In the United States, pemphigoid gestationis has an estimated prevalence of 1 case in 50,000 pregnancies. [6] Findings from European studies suggest that pemphigoid gestationis has an overall incidence of 0.5 cases per million people per year. [11]

Pemphigoid gestationis only affects pregnant individuals and is more common in multigravida pregnancies than primigravida. Additionally, it is less common among Blacks than Whites, which might reflect its association with specific HLA haplotypes. [12]



Pemphigoid gestationis is self-limited and typically regresses without scarring within weeks to months after delivery. It is likely to recur in subsequent pregnancies and may be precipitated by menses and the use of oral contraceptives.


No increase in fetal or maternal mortality has been demonstrated. A greater prevalence of premature and small-for-gestational-age (SGA) neonates is associated with pemphigoid gestationis. Five to 10 percent of infants born to affected mothers may present with transient cutaneous involvement that resolves as maternal autoantibodies are cleared.

Patients with pemphigoid gestationis have a higher relative prevalence of other autoimmune diseases, including Hashimoto thyroiditisGraves disease, and pernicious anemia, which are also associated with HLA-DR3 and DR-4 haplotypes. [2, 13, 14]


Patient Education

Mothers with pemphigoid gestationis should be counseled regarding potential sequelae for their infant, such as small-for-gestational-age (SGA), prematurity, and transient blistering.
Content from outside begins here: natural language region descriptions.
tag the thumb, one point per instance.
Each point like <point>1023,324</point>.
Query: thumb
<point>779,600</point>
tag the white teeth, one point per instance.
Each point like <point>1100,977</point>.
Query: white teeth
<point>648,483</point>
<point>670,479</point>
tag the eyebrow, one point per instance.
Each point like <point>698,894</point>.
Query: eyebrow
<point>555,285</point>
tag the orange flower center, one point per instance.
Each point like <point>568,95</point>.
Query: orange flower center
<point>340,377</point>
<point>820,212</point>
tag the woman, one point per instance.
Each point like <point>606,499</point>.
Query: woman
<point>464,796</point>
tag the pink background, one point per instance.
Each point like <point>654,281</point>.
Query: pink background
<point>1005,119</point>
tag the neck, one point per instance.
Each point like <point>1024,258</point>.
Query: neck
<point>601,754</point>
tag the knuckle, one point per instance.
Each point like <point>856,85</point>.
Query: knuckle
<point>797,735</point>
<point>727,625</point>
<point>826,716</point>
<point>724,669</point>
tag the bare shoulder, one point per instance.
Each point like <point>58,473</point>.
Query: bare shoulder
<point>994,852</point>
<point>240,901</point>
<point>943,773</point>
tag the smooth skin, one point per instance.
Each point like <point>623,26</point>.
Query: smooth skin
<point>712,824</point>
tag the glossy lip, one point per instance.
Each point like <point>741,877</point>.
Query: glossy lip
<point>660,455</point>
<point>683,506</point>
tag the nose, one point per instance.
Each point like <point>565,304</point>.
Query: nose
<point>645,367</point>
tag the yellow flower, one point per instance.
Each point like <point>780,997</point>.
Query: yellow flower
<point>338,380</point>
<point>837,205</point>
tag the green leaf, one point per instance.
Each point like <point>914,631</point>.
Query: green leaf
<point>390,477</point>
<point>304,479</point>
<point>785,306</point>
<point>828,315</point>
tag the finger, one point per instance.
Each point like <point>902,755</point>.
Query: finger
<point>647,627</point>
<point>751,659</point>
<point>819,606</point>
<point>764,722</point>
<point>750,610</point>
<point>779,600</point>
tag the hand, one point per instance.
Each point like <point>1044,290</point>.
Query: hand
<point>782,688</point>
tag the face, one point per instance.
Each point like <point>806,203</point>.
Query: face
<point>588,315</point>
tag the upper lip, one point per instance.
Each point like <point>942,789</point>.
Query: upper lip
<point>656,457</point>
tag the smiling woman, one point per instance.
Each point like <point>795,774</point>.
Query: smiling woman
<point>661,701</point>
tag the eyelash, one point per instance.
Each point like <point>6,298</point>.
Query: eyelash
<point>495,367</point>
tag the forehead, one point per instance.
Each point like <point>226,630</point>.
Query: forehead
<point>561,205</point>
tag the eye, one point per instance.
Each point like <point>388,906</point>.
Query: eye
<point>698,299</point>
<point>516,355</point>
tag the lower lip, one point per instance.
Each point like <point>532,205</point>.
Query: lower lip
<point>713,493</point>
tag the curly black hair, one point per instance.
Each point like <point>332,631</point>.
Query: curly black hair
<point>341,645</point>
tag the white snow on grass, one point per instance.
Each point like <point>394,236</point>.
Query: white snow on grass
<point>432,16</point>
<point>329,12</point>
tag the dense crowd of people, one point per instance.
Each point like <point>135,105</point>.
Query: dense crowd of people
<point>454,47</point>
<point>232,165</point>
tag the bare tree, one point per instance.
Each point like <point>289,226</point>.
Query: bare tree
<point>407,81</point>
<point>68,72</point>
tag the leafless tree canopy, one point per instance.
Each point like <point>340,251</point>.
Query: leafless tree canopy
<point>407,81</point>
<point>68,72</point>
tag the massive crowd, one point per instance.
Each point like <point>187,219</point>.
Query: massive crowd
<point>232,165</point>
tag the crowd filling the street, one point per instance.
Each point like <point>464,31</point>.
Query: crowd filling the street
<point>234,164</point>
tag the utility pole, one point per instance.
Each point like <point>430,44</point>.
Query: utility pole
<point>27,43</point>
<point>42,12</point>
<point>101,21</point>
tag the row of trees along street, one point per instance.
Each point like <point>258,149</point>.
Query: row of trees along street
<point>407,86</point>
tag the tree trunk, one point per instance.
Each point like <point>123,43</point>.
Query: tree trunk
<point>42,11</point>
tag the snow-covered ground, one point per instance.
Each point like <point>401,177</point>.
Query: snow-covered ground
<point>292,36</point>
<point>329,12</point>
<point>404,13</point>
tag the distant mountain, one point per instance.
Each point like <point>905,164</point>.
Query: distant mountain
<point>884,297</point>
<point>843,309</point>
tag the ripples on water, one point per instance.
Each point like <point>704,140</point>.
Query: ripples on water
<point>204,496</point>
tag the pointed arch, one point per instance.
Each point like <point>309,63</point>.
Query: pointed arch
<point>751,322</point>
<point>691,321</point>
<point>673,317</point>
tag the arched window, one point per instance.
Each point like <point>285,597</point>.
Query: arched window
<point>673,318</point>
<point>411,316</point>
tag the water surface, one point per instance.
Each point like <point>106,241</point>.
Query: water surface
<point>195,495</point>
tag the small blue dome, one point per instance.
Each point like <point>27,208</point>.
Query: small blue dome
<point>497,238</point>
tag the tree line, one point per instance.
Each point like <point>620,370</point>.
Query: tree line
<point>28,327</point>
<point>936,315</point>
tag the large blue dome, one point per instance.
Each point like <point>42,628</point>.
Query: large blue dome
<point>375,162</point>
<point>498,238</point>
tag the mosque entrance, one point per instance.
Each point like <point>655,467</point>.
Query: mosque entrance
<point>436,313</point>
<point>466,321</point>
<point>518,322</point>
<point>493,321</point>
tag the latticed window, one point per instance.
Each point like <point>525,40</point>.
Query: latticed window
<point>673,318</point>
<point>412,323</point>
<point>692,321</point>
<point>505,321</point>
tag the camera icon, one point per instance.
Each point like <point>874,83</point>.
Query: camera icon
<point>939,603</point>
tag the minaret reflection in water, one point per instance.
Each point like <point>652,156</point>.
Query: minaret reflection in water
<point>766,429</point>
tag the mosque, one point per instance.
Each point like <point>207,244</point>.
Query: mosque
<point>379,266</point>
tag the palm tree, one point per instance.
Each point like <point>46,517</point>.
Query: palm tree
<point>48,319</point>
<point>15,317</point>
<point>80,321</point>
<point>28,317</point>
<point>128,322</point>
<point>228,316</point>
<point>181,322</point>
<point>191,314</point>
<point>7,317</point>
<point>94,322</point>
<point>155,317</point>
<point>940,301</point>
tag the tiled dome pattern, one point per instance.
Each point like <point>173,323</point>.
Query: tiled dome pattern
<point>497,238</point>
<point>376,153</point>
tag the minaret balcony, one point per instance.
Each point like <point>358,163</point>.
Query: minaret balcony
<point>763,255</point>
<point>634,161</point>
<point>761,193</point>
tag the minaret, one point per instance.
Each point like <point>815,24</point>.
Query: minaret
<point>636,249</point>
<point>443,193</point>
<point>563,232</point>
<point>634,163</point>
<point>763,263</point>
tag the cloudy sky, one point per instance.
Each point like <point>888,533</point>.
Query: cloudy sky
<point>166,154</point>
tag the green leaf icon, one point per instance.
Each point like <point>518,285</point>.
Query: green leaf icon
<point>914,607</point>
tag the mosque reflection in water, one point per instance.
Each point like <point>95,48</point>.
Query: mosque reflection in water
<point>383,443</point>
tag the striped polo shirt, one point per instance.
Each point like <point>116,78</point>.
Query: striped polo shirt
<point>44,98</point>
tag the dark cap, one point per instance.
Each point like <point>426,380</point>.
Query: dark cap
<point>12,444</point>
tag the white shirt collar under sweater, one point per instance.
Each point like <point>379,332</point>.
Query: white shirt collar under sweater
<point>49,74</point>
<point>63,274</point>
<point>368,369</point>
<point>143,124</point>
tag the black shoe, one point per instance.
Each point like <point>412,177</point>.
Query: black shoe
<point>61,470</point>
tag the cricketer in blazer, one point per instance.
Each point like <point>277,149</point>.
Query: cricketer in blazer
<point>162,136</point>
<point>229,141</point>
Patients also should be aware that pemphigoid gestationis may recur with subsequent pregnancies, resumption of menses, and use of oral contraceptive agents.

The goals of therapy (ie, control pruritus, suppress extensive blistering but not totally eliminate blister formation) should be discussed with the patient prior to treatment. Patients should understand the benefits and potential adverse effects of all prescribed medications.